Poets was the beginning of the formation of the English canon. Dr. Johnson chooses

the books that he personally felt was admirable and worthy of his praise. Already there

is the presence of an "elitist" society. Originally, as only the wealthy and privileged

were able to read and write, the process of the English canon was decided by the key

academic and scholarly figures, who decided to choose what the "right" type of work

would go into the English canon and repeatedly studied at institutions, therefore

making it cyclical, ever-renewing and therefore a permanent text that was entrenched

within The House of Fame. Just as the early oral heroic poetry was created to make

characters like Beowolf famous and therefore a permanent reminder to the population,

the written texts also serve as the anchor of "fame". However, there is also the

ephemeral nature of "fame", just as names melt into oblivion in The House of Fame,

the modern reader's disinterest in a text can also disintegrate the "fame" of a text.

Suddenly the various canonised texts may not be considered relevant; an obvious

example of this would be the arrival of feminist theories, eventually emerging in

academic institutions and "melting" the "fame" and status of many canonical authors

and texts, who no longer are considered appropriate or informative. It would seem

that Chaucer's depiction of The House of Rumour could also be correct. The power of

the written word has survived far better than that of the spoken. There are few if any

"rumours" that remain fresh and clear several hundred years later. The spoken word is

carried away in the wind, the constant mutterings often forgotten whereas the written

word has endured for many hundreds of years.

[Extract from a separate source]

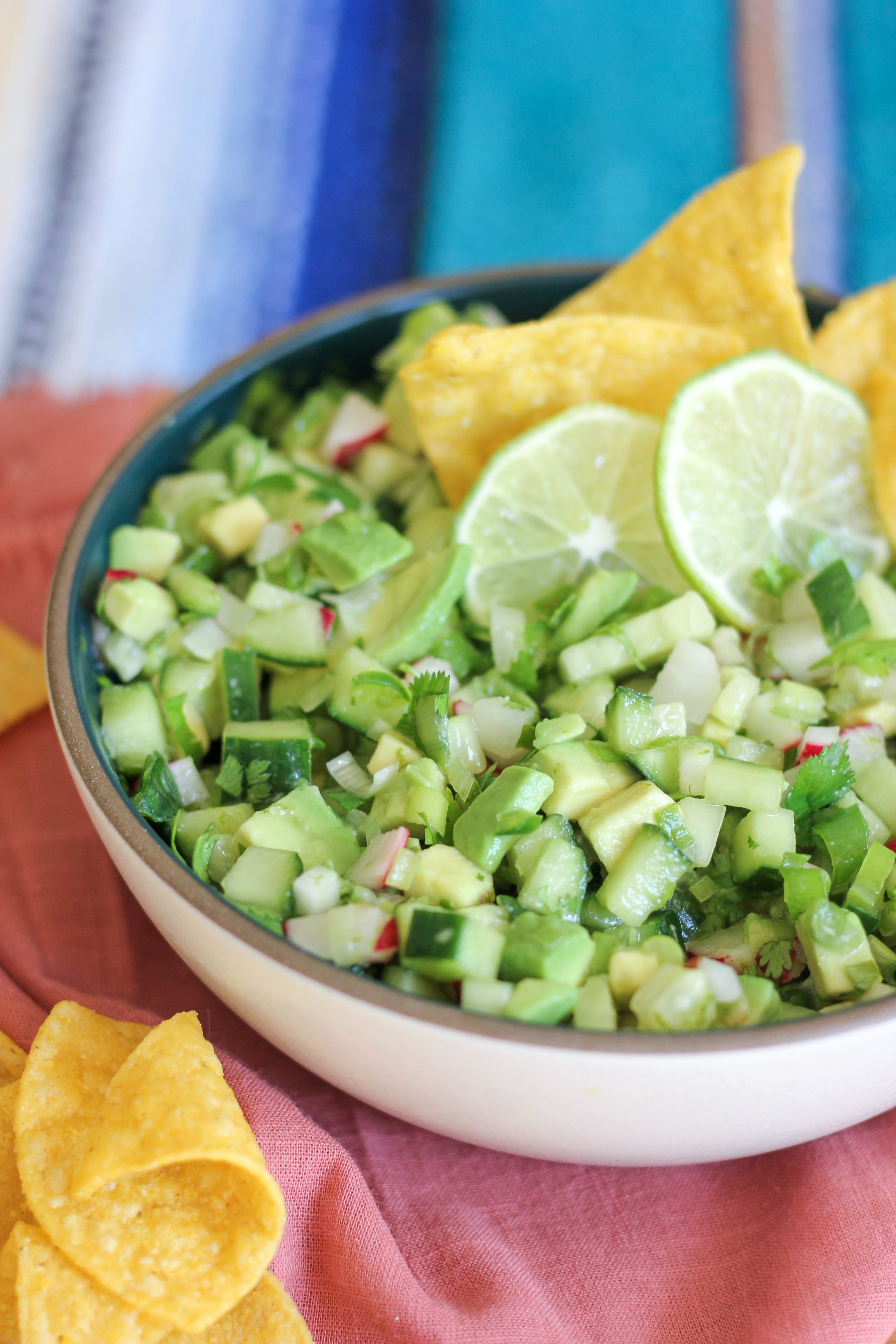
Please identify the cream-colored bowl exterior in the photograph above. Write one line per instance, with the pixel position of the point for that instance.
(542, 1092)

Clearly Chaucer has mixed feelings toward the power of literacy and orality. Both

can be enduring, but in an increasingly more literate society, the use of orality to

immortalise narrative events is rarely used. As Chaucer indicates, the written word

does remain in The House of Fame whereas the spoken word is more likely contained

within the constantly changing murmurings in The House of Rumour. However,

although Chaucer is himself a scholarly and academic man like Geffrey, he is still

rather mocking of the academic society and the scholars who seem to be permaently

fixed within the world of literature and relying entirely on book-learning, rather than

experiences from the events in the outside world of reality. Chaucer within his

description of The House of Fame also questions the relevance of literary works,

proving that the "fame" of authors and their works is a tenative one. Chaucer is clearly

reveals the beginnings of the English canon and the works contained within it. He

stresses the fluctuations of "fame" and how works can become a part an elite

grouping. The modern reader knows, that the books within the English canon may

gradually disappear or can reemerge, depending on the attitudes of people like

Geffrey, the readers and scholars, and of institutions that continually study the

"classical" texts. According to Chaucer, "fame" is not considered a noble

accomplishment and the result of chance rather than any literatary merit or virtue.